El desarrollo científico tecnológico alcanzado por el ser humano demuestra las enormes potencialidades de una vida mejor. Sin embargo, paradójicamente frente a estas potencialidades, la realidad nos muestra como el irracional afán de lucro de los grandes poderes fácticos no permite el uso sensato, racional y armónico de los conocimientos científicos. La educación objetivamente puede convertirse en un elemento básico del desarrollo humano para el conjunto de ciudadanos, no obstante, son las políticas reduccionistas del Estado las que impiden este avance.

Un gobierno democrático en cualquier latitud del planeta siempre debe partir de la premisa de que la educación es un derecho humano fundamental.

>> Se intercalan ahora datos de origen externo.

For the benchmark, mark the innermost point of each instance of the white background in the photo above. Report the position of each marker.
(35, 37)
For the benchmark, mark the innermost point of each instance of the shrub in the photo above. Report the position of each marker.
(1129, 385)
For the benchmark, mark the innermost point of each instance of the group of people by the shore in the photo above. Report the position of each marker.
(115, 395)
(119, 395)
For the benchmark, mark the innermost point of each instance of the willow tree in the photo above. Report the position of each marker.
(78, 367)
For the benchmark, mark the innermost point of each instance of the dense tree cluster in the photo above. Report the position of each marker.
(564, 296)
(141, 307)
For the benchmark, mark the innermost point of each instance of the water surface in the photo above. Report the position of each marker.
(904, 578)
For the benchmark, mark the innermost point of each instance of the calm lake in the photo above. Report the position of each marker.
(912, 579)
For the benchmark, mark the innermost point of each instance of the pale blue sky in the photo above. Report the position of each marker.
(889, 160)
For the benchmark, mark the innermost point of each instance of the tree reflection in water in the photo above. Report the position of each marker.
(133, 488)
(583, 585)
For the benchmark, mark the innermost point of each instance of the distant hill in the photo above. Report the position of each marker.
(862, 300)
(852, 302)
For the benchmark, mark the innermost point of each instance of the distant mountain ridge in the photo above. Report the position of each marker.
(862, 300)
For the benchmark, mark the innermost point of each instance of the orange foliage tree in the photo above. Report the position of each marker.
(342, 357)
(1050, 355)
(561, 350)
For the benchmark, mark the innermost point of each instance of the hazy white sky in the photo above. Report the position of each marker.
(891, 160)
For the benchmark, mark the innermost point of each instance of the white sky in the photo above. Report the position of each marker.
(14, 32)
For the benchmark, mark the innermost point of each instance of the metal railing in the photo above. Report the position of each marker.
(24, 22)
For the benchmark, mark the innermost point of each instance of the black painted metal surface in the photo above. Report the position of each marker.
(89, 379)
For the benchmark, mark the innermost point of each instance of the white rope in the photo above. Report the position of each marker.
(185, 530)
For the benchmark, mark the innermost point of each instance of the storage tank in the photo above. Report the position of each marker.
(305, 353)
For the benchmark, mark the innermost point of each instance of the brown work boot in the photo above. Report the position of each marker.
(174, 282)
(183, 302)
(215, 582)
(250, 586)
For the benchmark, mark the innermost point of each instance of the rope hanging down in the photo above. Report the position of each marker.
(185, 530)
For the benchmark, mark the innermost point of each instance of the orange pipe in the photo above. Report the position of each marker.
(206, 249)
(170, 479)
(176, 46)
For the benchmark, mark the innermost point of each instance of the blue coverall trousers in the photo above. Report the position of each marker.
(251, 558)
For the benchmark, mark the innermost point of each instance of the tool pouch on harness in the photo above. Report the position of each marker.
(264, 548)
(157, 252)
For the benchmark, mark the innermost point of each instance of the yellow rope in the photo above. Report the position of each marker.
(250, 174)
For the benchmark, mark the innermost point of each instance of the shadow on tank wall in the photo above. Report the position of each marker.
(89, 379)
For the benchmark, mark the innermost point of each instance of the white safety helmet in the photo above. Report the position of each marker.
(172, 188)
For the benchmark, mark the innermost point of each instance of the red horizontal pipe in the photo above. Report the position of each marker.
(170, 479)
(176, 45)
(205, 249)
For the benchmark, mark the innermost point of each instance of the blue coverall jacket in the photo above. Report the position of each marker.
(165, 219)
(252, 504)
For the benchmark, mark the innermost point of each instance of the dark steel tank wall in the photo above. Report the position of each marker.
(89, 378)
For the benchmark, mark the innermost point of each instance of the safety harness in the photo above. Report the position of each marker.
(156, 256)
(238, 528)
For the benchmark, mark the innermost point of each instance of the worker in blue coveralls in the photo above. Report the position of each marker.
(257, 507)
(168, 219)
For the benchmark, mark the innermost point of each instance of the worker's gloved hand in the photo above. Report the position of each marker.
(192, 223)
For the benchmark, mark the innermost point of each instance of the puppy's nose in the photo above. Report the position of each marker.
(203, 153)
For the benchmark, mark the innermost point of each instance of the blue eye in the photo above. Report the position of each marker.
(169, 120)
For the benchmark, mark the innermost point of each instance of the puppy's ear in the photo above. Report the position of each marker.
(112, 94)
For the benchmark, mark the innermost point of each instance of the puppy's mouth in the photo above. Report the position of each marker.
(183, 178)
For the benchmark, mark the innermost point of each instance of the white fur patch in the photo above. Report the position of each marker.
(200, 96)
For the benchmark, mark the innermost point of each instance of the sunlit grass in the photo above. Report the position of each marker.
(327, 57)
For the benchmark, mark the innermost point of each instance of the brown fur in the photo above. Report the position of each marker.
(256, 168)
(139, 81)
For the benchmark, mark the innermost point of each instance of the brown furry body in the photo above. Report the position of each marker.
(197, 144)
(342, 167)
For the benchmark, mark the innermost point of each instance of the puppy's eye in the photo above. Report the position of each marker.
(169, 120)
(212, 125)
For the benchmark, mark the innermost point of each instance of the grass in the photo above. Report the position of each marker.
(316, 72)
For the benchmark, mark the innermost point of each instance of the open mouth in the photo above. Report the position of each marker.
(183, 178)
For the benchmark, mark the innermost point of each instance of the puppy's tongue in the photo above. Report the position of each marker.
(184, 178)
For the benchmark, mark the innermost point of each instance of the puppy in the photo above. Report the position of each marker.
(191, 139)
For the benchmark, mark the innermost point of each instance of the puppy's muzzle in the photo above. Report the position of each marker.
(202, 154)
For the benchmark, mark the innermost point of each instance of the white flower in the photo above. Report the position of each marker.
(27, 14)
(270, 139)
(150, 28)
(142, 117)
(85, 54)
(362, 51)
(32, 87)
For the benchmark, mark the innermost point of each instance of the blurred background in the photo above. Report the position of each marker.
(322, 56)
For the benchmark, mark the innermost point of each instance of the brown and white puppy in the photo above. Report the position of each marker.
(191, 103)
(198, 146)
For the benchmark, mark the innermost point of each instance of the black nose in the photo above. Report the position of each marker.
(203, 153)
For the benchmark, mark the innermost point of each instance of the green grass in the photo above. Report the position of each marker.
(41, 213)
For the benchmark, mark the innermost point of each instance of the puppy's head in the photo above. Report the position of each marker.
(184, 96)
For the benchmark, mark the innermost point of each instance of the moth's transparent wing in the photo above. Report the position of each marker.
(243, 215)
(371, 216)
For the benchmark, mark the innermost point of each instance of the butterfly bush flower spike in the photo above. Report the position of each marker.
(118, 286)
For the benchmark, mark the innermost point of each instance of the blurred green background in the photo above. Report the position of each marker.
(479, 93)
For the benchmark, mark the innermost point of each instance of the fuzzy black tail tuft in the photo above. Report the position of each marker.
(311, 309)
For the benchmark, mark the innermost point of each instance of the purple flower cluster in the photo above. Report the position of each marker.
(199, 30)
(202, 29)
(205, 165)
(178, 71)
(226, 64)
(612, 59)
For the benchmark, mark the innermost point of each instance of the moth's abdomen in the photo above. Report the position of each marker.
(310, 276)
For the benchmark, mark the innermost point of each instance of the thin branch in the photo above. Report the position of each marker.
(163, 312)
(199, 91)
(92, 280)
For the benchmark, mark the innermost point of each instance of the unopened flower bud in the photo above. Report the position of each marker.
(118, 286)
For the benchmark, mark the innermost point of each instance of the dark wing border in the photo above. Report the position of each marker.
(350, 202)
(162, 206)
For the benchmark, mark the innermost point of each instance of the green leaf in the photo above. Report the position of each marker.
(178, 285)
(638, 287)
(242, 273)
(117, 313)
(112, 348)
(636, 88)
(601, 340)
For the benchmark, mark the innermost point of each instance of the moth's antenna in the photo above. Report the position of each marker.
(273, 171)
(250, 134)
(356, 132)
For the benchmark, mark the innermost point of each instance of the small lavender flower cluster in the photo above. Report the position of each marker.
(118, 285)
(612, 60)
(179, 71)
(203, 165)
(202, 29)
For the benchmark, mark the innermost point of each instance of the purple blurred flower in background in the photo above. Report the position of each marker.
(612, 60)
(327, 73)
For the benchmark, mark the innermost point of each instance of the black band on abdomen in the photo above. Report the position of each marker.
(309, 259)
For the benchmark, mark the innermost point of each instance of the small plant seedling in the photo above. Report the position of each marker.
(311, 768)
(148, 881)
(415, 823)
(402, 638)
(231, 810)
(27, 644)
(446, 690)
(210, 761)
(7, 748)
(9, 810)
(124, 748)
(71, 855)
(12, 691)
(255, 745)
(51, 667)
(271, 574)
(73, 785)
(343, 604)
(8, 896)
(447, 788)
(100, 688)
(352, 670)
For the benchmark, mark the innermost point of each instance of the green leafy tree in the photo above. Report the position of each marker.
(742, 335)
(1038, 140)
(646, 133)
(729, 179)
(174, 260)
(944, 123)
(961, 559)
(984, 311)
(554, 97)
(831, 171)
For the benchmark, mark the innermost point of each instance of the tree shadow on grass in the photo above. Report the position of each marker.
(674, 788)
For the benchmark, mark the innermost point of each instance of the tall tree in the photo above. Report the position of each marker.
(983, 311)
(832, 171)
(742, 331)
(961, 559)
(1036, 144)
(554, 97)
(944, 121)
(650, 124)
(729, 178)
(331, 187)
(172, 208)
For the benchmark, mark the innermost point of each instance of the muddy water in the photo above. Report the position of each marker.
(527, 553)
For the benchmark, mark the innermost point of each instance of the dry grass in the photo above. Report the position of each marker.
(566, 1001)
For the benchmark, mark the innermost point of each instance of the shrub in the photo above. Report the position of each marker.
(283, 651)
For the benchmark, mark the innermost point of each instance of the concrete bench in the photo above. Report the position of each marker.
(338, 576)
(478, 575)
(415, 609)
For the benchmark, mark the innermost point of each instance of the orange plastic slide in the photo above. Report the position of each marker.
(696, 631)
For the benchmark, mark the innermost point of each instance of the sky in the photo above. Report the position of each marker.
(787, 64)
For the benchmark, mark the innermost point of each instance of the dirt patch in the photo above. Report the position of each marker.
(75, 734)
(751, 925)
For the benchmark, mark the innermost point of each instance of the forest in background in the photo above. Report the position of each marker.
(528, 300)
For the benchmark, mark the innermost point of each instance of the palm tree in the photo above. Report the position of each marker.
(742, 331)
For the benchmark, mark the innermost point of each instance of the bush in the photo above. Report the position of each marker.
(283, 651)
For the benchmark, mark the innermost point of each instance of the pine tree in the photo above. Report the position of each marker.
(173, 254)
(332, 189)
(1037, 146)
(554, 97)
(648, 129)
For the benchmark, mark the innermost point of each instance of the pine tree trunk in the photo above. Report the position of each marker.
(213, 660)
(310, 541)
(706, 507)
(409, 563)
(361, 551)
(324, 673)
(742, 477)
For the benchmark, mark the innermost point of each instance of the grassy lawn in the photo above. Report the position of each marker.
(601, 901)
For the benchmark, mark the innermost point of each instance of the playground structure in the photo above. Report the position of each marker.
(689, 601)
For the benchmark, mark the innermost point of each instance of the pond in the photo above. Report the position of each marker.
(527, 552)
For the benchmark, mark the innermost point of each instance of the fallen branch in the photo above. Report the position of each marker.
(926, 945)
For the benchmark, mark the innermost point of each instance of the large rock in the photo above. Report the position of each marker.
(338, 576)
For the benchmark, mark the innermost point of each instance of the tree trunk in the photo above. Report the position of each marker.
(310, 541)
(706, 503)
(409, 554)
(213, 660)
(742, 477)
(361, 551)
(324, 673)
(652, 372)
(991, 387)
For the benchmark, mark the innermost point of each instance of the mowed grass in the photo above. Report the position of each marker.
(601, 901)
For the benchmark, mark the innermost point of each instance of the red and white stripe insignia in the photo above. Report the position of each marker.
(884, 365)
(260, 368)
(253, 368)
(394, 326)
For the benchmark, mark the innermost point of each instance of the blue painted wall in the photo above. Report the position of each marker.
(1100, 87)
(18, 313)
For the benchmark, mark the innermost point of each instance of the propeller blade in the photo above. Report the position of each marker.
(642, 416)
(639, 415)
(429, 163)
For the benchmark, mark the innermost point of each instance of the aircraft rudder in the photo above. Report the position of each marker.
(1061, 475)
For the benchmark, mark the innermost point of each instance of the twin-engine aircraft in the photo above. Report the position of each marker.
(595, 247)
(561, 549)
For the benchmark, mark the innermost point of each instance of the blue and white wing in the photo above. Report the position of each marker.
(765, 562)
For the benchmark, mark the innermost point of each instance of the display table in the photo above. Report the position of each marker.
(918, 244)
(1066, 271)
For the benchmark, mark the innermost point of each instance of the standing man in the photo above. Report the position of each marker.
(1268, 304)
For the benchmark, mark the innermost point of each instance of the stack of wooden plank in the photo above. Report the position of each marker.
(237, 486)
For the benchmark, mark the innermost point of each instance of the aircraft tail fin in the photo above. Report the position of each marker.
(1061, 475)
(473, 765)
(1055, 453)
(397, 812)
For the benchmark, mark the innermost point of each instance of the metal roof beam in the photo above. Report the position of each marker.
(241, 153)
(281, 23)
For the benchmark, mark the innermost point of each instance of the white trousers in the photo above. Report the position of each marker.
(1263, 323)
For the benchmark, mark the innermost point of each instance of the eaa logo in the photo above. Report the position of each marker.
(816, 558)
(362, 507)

Concepto cuya plenitud va definitivamente más allá de una gestión, un servicio, una ley; encara una sociedad de hombres y mujeres, realmente libres, iguales en oportunidades para su realización plena como ciudadanos.

La experiencia educativa de sucesivos gobiernos neoliberales fue a contracorriente de estos postulados. Incapaces de resolver los problemas básicos en el ámbito educacional, se dedicaron a desprestigiar a los maestros, al SUTEP, intentando traspasar las responsabilidades estatales a los docentes. Se alejaron voluntariamente de los criterios mínimos de una buena educación; por el contrario, la negligencia y una mentalidad privatizadora a un derecho vital (Educación Básica Regular-Educación Superior-Educación Universitaria) fue cada vez más esquivo a los desposeídos, reproduciendo pobreza y marginalidad.

UN NUEVO RUMBO PARA LA EDUCACIÓN

Un cambio educativo es necesario para una propuesta seria de desarrollo nacional. Esta será inviable sin una valoración de la carrera profesional docente, donde se construya una relación de confianza y respeto entre el estado y su Magisterio.

Requerimos una educación en el Perú que afirme la propuesta de un país productivo, soberano, forjador de valor agregado a las materias primas. Que rescate valores como la solidaridad y la verdad y se responsabilice de generar en sus ciudadanos una vocación por la ciencia, la literatura, la historia, el deporte.

El maestro tendrá que ser protagonista principal del cambio educativo. Mirar más allá de las cuatro paredes de la escuela, ser promotores activos y entusiastas de la unidad sindical y popular. Cada uno de ellos será importante en la construcción de la gran corriente por una Nueva Educación Nacional. De esta manera, el Estado deberá comprometerse a crear una cultura y valores de una patria con justicia social que contenga una consideración especial a la educación y a los maestros.